The question is: where are the answers coming from? 33% of consumers use on-line forums and chat rooms while 25% have turned to on-line video tutorials (i.e. YouTube), and nearly 20% say they turn to query websites such as Facebook Questions, Yahoo Answers, etc. 11% say they turn to popular related blogs.

Now here’s the problem. When people are facing a question or crisis with a product, they’re looking for quick answers from wherever they feel the best answer is likely to come from. However, more often than not, those answers are nested in forums, community sites, and other 3rd party web properties, among similar complaints and problems. It’s here that brands and products take a reputational beating, and the solutions offered are often off the mark. Technology, software, consumer electronics and telecom industries seem to be the most vulnerable to reputational losses in these web arenas as they report greater losses attributed to support failures than most other industries.

The report concluded, “By creating digital content that solves customers’ common problems and making it widely available online, businesses can significantly reduce customer frustration and be seen as a user-friendly brand while lowering the costs associated with live agent support. When asked what companies could do to improve the customer service experience, 35% of all respondents, including nearly half (48%) of 16-24 year olds, said “post video demonstrations, tutorials and instructions.”

There answer is simple and cost effective, and in fact saves money and increases revenue. By implementing socially enabled product help your giving your product and knowledgebase assets a life on the web. A key consideration when implementing social product help is SEO. You only win the battle for your users if your content is search engine optimized. By giving your documentation and knowledgebase assets a life on the web, you’ll make sure your prospects and customers are getting the best product information from the most credible source, your company.

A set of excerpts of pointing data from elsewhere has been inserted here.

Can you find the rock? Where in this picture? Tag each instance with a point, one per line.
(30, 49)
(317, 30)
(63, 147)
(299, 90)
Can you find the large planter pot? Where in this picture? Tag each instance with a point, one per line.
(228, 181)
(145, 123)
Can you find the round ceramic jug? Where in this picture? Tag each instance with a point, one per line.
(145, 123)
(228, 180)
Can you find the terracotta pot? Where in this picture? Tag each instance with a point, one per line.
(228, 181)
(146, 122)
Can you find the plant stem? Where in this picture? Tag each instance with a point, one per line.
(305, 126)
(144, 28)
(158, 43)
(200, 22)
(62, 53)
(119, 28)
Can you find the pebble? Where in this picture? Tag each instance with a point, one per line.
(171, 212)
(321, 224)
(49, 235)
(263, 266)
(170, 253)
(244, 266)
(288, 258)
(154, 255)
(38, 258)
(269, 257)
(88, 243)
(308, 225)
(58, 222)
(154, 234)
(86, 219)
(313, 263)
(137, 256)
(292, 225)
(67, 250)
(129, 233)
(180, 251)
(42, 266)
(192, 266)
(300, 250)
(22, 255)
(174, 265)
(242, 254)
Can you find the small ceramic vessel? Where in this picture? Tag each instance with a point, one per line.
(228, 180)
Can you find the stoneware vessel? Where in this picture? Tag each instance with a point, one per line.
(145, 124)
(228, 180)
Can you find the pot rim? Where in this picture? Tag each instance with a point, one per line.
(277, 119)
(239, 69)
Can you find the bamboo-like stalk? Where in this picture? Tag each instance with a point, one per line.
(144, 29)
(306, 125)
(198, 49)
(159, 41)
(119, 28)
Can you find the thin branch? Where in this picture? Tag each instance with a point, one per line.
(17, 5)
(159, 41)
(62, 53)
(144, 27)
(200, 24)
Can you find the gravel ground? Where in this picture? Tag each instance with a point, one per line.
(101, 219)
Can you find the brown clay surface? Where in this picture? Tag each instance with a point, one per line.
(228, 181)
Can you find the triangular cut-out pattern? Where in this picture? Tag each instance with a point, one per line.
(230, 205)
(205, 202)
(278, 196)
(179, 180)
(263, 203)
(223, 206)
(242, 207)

Next, your social product help software must take your documentation and knowledgebase assets and optimize them with effective search and feedback mechanisms as well as social engagement tools designed specifically around product help. Nothing deepens brand loyalty more than enabling the customer to quickly find highly relevant information that solves their problem and which expands their understanding of your product along the way.

You’ll also need a robust set of analytics tools. These are essential for understanding how your customer uses your product and the kind of information they’re looking for.

To bring it all together, you should make sure that your social product help integrates solidly with your support ticketing system and CRM as well as having the ability to extend into social networks and expand upon existing authoring tools (if any). By doing so, you dramatically improve your customers’ experience with your brand because your company can quickly respond to and engage the customer at a crucial point. Consumer surveys show that effective support experiences are often weighted more heavily than price in the decision to recommend, renew, or buy again.

Implementing social product help is simple and creates a single source of truth about your products and your brand. Think of social product help as an umbrella, encompassing all the ways consumers expect to interact with your brand while protecting your reputation and the customer experience.